There's enough water to extend the pipe 21 miles to another 140,000 people, but Mr. Briggs and the Presbyterian Church in Malawi have been stymied by local officials.
"I don't pay bribes or take them. I've never done it in all my life in industry," Mr. Briggs said.
He has greater dreams for water in Malawi, one of the world's poorest nations, which is landlocked with few roads. Attempts at trade down the Shire and Zambezi rivers through Mozambique to the sea have wrecked on a 1,462-foot plunge over 37 miles of waterfalls.
So Mr. Briggs designed a "traveling lock." At one end of the falls area it would enclose a river barge, then roll out of the river, carrying the barge and the water on rails. After traveling the 37 miles, it would return to the river and release the barge. It wouldn't require a massive port. Instead, the river barges and their cargo would be carried on ocean barges that would be raised or sunk to catch and release them.
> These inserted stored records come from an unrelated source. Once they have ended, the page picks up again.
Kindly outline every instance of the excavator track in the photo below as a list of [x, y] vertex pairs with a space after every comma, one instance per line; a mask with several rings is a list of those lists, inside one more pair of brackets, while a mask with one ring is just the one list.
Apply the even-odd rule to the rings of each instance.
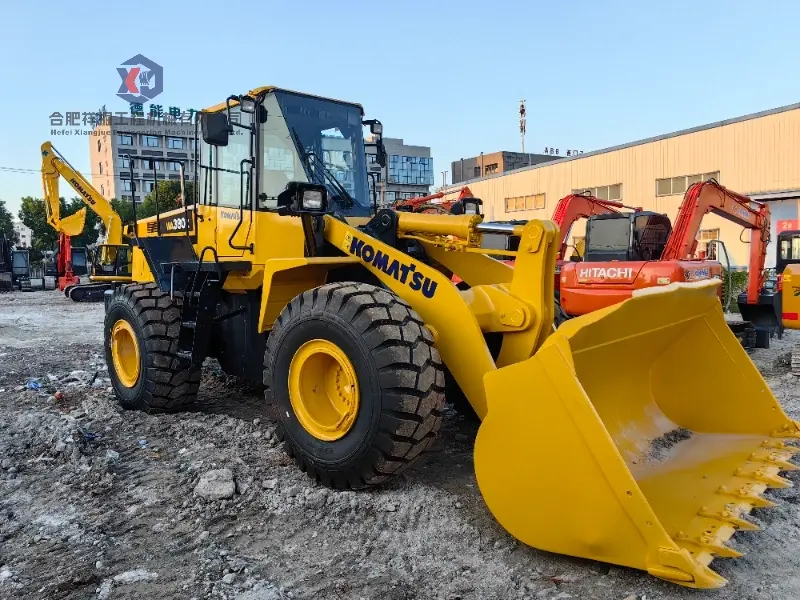
[[105, 291], [112, 288], [108, 283], [82, 283], [67, 287], [64, 294], [73, 302], [101, 302]]

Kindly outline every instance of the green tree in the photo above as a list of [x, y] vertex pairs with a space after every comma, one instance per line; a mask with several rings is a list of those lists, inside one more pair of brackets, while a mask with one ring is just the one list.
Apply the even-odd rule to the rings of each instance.
[[[66, 214], [67, 203], [61, 198], [61, 211]], [[41, 198], [26, 196], [22, 199], [22, 206], [18, 213], [20, 221], [31, 228], [33, 249], [38, 253], [52, 250], [58, 243], [58, 233], [47, 223], [47, 213], [44, 201]]]
[[119, 215], [123, 223], [133, 222], [133, 205], [130, 200], [117, 200], [113, 198], [111, 200], [111, 208]]
[[[74, 215], [78, 210], [86, 206], [80, 198], [72, 198], [69, 202], [60, 199], [62, 217]], [[45, 250], [54, 250], [58, 246], [58, 232], [47, 222], [44, 200], [26, 196], [22, 199], [22, 206], [18, 214], [20, 220], [31, 228], [33, 237], [34, 254], [32, 259], [38, 260], [41, 253]], [[86, 211], [86, 222], [83, 233], [72, 238], [73, 246], [88, 246], [97, 242], [100, 235], [98, 224], [100, 218], [91, 209]]]
[[[150, 217], [156, 214], [156, 191], [158, 191], [158, 212], [165, 213], [183, 206], [181, 201], [181, 184], [179, 181], [159, 181], [156, 188], [144, 197], [141, 210], [136, 207], [136, 218]], [[185, 184], [186, 197], [192, 198], [194, 184], [187, 181]]]
[[[181, 194], [181, 184], [179, 181], [159, 181], [158, 184], [158, 213], [165, 213], [183, 206], [178, 198]], [[186, 196], [193, 197], [194, 184], [187, 181], [185, 185]], [[136, 218], [143, 219], [152, 217], [156, 214], [155, 190], [144, 197], [144, 202], [136, 205]], [[111, 200], [111, 208], [120, 216], [123, 223], [133, 222], [133, 204], [130, 200]]]
[[0, 235], [6, 234], [6, 239], [11, 240], [12, 244], [16, 244], [17, 232], [14, 231], [14, 221], [11, 218], [11, 211], [6, 208], [4, 200], [0, 200]]

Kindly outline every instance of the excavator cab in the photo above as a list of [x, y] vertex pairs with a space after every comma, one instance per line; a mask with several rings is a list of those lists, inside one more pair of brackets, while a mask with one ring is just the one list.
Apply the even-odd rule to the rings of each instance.
[[658, 260], [672, 224], [666, 215], [636, 211], [593, 215], [586, 224], [586, 262]]
[[780, 276], [788, 265], [796, 264], [800, 264], [800, 230], [781, 231], [778, 234], [775, 271]]

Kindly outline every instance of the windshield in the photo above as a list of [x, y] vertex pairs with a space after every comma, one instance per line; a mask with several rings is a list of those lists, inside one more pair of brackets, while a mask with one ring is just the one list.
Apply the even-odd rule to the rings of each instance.
[[[368, 216], [371, 202], [361, 110], [353, 105], [290, 92], [278, 91], [275, 97], [280, 116], [300, 155], [303, 179], [324, 185], [336, 210], [343, 215]], [[277, 115], [269, 114], [267, 122], [273, 116]], [[275, 155], [274, 149], [272, 152], [272, 159], [280, 163], [281, 157]]]
[[627, 252], [631, 222], [627, 217], [593, 219], [589, 236], [591, 252]]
It would run from Lake Malawi down the rivers through Mozambique to the ocean. He estimates the project would cost just over $100 million.
"Malawi would have unprecedented wealth almost immediately. This is a small investment that will give a big return," he said. "All of the time and engineering that has gone into the system is free of charge. It is a gift to Malawi, given through the Presbyterian Church. I ask for nothing except to have the right to patent the system."
Before he designed the traveling locks he thought he had a commitment from the Malawian parliament for $4 million in seed money to install a winch system and other preliminary work. But while he tried to raise the remainder from the World Bank, he said, officials burned through the $4 million trying to build a major port, talking of a $6 billion project. They also offended Mozambique, which wanted environmental studies before committing to use of its river.
"I just walked away," he said.
This past April, the president of Malawi died. His successor is Joyce Banda, a politician, businesswoman and philanthropist from the region where Living Waters was built. She soon sent word to Mr. Briggs, asking him to resume work on the river project, he said. She has worked out an agreement with Mozambique and obtained international funding for the environmental studies.
"She is the one who gets the credit. Otherwise it would have died," he said. "I'm old now, but I can't resist this temptation."
The final plan lacks only $150,000 for a trip to pinpoint exact placement of the rail supports, Mr. Briggs said. The high cost is because he can no longer hike and needs a helicopter.
While he awaits that trip, the World Mission Initiative at Pittsburgh Theological Seminary is honoring him at a dinner tonight with its first Award for Outstanding Mission Service and Support.
Mr. Briggs is uneasy with the honors. He told parts of his story, about his injuries and the river project, only at Rev. Paul's urging. He's believes he's only doing what a Christian is supposed to.
"I don't deserve all the attention I'm getting now. I'm just an engineer, but I've been given the opportunity to serve all sorts of people," he said.